I make the panels by cutting up works on paper that I had previously made using monotype, marbling, watercolor, and acrylic gouache. Sometimes the cutting is random, sometimes I select a particular composition. Each panel is 4.5 x 2.75 inches, the smallest size I have ever worked in. I am often surprised and delighted by how much space can be implied within a very small area. I generally begin with a single panel that evokes a remembered or imagined landscape. Then I look for other panels which suggest ways in which that landscape might appear at different times of day or in different seasons; or if it was seen from different vantage points; or if one traveled to, through, or beyond it. I develop the fourteen panels with acrylic gouache to enhance the flow through the sequence, often switching panels in and out as my work continues. I always remain open to exploring unexpected developments as they occur. 
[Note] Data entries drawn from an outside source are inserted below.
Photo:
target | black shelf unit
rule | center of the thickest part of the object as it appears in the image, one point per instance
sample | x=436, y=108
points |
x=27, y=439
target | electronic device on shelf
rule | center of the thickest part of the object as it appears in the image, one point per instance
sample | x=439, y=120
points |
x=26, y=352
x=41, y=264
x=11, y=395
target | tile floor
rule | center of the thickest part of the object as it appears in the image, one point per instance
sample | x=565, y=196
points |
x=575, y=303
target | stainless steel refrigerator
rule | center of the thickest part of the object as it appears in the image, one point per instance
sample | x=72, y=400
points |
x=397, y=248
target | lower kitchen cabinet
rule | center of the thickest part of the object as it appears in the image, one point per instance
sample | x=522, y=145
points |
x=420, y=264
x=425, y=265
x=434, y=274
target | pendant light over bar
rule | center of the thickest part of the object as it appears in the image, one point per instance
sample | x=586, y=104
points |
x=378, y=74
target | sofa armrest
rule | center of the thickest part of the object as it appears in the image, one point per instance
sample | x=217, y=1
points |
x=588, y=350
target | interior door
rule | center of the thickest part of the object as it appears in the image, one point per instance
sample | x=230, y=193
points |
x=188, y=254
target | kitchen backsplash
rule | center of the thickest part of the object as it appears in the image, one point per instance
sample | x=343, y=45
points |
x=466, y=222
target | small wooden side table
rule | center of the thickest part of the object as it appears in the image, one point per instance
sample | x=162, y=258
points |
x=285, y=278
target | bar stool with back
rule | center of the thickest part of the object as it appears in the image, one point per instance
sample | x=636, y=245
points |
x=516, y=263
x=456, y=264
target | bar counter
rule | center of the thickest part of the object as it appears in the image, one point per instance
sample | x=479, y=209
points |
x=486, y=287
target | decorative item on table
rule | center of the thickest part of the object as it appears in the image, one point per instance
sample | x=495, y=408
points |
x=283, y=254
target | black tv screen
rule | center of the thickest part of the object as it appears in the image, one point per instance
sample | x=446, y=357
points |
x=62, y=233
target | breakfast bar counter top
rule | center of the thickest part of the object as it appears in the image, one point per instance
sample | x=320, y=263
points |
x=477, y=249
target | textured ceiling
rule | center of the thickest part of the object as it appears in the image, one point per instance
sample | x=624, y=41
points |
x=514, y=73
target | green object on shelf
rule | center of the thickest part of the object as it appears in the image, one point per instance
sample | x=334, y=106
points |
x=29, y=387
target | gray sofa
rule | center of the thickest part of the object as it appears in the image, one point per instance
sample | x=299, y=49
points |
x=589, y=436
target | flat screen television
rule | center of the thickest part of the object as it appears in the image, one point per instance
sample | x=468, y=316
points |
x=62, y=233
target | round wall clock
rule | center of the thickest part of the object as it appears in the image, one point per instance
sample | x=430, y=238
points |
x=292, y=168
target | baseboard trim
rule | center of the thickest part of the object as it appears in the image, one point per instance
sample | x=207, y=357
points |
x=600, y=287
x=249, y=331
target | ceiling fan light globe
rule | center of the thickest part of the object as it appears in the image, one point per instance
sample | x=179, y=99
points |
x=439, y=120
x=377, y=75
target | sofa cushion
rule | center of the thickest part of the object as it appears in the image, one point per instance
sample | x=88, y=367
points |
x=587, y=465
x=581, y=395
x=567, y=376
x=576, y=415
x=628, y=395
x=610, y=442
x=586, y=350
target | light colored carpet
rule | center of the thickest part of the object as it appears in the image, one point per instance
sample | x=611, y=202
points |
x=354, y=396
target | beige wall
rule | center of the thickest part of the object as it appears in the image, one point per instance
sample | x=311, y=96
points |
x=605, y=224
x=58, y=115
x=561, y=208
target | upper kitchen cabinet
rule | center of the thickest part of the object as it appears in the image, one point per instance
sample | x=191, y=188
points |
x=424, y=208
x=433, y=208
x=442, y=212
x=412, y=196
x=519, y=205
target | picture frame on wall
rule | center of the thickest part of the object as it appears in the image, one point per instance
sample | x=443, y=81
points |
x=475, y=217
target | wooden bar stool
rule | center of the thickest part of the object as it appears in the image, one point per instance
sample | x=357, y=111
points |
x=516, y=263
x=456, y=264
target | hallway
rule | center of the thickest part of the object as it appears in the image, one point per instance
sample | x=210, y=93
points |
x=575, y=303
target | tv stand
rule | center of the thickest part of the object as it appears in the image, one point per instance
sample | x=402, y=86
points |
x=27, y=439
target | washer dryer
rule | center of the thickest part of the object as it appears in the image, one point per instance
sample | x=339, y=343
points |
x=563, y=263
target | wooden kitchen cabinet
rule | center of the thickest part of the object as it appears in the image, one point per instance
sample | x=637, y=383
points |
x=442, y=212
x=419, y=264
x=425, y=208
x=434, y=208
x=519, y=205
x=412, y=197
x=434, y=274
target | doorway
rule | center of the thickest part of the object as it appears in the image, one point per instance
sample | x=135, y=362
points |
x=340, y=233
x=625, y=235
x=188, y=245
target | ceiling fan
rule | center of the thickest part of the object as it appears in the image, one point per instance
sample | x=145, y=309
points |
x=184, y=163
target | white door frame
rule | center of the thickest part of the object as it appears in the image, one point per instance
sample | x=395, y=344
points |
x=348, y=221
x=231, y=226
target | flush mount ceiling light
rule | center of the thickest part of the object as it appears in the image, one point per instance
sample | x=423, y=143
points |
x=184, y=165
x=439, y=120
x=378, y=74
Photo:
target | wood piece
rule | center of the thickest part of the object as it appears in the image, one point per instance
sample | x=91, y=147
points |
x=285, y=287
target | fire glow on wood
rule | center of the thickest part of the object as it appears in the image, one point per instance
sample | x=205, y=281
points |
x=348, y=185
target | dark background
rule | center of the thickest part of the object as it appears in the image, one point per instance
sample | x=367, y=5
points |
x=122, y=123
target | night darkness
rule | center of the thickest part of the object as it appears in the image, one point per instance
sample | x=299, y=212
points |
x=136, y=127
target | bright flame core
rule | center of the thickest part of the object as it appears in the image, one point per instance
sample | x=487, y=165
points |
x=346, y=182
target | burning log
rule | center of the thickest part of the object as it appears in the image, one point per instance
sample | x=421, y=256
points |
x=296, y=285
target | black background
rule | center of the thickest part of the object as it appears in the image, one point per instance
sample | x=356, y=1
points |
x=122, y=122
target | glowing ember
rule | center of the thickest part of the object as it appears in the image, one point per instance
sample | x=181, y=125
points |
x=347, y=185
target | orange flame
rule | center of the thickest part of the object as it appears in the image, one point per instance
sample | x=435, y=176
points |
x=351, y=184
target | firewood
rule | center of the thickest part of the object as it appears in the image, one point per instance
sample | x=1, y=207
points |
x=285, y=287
My idea of these sequences being narratives comes from the continuous evolution from the first panel through the fourteenth. I feel I am telling a story, but instead of there being characters who act, there are attributes of painting, drawing, and printmaking that interact and evolve.

Some of the completed sequences are framed, for immediate panoramic impact. Others are bound into handmade accordion-style books, for more intimate hand-held viewing.  In my "Videos gallery", you can see "Abstract Narrative Twenty" as one would see it while sitting down with the book in hand, paging through the images.